Panah Elnaz, Garfield Erin, Zahirsha Zisansha, Muhlbauer Aaron, Lake Eden, Speiser Jodi
Department of Pathology, Loyola University Medical Center, Maywood, IL; and.
Department of Dermatology, Loyola University Medical Center, Maywood, IL.
Am J Dermatopathol. 2024 Jun 1;46(6):381-382. doi: 10.1097/DAD.0000000000002715. Epub 2024 Apr 23.
Blau syndrome is a rare familial autoinflammatory disorder characterized by the triad of granulomatous dermatitis, polyarthritis, and uveitis. Blau syndrome exhibits an autosomal dominant inheritance pattern and can be caused by a gain-of-function mutation in nucleotide-binding oligomerization domain 2 (NOD2), a member of the NOD-like receptor family of pattern recognition receptors. Mutations in NOD2 cause upregulation of inflammatory cytokines and resultant autoinflammation. Because of the rarity of this condition and early onset of symptoms, Blau syndrome may be misdiagnosed as juvenile idiopathic arthritis. We present a case of a 37-year-old male patient with a long-documented history of juvenile idiopathic arthritis and uveitis, who developed an asymptomatic eruption of pink papules on the trunk and upper extremities.
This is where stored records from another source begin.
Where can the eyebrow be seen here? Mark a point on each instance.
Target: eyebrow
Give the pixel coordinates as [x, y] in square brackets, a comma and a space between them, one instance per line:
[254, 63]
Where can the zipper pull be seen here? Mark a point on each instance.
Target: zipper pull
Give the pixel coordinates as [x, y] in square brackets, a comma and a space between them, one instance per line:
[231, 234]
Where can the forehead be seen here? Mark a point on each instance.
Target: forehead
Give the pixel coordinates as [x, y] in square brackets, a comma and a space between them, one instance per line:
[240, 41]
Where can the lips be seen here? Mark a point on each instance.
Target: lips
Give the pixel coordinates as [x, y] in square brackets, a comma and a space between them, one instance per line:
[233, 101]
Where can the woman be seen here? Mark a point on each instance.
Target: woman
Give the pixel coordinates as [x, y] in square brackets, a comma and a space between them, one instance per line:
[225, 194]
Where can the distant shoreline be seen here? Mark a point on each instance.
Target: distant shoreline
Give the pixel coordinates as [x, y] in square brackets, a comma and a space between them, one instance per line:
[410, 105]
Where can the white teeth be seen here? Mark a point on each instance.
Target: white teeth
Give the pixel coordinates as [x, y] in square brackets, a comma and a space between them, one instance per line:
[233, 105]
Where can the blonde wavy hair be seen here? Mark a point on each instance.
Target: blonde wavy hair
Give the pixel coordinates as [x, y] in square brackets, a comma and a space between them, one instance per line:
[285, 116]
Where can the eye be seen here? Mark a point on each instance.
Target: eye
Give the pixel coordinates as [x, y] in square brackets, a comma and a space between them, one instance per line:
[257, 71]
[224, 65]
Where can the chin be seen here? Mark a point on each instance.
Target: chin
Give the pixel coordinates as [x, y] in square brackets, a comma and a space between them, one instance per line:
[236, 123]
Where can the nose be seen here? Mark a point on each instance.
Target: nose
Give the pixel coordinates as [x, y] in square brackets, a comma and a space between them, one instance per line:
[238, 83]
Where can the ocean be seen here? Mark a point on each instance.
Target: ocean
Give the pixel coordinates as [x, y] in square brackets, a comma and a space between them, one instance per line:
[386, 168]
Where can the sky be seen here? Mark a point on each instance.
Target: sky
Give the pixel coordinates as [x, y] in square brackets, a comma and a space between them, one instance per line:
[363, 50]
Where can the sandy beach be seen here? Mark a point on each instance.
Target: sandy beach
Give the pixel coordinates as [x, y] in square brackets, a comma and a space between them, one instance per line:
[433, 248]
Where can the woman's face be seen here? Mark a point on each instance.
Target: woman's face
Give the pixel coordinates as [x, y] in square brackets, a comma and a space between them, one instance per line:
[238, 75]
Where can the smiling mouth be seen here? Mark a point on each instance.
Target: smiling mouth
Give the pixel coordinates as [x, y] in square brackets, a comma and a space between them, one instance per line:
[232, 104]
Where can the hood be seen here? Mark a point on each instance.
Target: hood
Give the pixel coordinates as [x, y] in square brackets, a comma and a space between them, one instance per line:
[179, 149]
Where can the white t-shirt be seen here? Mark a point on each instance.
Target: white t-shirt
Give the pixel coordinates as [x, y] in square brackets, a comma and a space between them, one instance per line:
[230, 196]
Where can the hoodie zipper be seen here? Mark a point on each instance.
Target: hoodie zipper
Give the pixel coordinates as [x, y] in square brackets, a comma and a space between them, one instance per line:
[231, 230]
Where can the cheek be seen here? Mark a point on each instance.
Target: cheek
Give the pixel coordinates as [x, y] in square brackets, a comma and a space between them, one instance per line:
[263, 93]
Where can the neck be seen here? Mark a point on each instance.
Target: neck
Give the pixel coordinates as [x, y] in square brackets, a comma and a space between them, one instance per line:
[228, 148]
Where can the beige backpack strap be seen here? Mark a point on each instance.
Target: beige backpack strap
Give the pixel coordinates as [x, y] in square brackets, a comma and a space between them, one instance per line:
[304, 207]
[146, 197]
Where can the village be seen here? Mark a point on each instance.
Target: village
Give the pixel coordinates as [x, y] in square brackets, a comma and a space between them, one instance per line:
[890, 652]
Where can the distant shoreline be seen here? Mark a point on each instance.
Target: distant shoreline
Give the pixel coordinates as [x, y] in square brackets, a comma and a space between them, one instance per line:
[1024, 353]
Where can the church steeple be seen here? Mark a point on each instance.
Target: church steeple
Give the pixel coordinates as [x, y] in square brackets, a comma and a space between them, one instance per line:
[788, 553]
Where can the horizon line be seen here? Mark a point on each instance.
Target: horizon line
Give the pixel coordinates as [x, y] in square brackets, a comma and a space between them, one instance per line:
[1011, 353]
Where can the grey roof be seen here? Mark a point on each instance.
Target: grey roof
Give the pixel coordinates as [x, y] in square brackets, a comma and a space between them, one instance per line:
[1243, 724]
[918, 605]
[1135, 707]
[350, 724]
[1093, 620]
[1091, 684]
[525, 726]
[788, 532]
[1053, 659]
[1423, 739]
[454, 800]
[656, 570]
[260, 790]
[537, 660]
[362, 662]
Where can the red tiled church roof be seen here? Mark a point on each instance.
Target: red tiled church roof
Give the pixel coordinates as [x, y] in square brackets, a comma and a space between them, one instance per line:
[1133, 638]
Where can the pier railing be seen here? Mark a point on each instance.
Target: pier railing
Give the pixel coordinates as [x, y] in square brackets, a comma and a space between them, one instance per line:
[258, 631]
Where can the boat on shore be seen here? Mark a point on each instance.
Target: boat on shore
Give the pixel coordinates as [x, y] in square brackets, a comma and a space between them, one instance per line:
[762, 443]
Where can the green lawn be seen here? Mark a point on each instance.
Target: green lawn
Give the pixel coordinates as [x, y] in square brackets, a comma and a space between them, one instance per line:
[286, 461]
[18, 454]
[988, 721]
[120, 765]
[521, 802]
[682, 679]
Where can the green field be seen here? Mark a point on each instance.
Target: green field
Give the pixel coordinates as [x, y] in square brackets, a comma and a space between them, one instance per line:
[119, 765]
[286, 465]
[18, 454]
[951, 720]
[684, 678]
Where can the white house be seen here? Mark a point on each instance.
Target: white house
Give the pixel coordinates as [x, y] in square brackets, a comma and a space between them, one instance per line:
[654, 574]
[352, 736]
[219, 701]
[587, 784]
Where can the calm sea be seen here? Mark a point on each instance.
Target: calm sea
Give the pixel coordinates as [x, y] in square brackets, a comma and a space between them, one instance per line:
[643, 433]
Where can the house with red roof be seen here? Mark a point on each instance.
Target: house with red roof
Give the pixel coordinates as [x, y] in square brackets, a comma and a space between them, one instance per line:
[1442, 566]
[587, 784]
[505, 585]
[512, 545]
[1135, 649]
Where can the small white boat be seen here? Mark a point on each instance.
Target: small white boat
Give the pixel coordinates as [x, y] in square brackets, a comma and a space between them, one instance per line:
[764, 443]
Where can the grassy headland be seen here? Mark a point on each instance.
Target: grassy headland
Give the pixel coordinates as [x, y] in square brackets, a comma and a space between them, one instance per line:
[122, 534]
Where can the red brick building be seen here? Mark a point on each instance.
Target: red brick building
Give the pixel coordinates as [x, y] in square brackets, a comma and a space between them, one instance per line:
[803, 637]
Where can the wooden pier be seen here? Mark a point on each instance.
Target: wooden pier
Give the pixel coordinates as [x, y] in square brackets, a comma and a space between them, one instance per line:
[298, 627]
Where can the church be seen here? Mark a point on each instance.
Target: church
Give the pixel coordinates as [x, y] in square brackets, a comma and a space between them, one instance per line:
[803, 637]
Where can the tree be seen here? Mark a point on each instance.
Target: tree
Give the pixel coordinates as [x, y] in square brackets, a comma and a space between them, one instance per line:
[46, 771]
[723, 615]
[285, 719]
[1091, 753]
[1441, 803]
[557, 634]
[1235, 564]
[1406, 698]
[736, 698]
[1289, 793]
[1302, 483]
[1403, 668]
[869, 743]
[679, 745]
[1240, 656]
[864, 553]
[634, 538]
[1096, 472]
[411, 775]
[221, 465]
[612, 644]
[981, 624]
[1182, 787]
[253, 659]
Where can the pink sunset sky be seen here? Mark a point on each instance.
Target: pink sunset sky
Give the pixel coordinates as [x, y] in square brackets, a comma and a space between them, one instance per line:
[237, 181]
A biopsy demonstrated noncaseating, well-formed dermal granulomas with relatively sparse lymphocytic inflammation and Langerhans-type giant cells. Genetic testing confirmed a mutation in NOD2. Based on the patient's clinical history, histologic findings, genetic testing, the diagnosis of Blau syndrome was made.
布劳综合征是一种罕见的家族性自身炎症性疾病,其特征为肉芽肿性皮炎、多关节炎和葡萄膜炎三联征。布劳综合征呈现常染色体显性遗传模式,可由核苷酸结合寡聚化结构域2(NOD2)功能获得性突变引起,NOD2是模式识别受体的NOD样受体家族成员。NOD2突变导致炎性细胞因子上调并引发自身炎症。由于该病症罕见且症状出现早,布劳综合征可能被误诊为青少年特发性关节炎。我们报告一例37岁男性患者,有长期记录的青少年特发性关节炎和葡萄膜炎病史,其躯干和上肢出现无症状的粉红色丘疹疹。活检显示为非干酪样、形态良好的真皮肉芽肿,淋巴细胞炎症相对稀疏,并有朗格汉斯型巨细胞。基因检测证实NOD2存在突变。根据患者的临床病史、组织学发现、基因检测结果,作出了布劳综合征的诊断。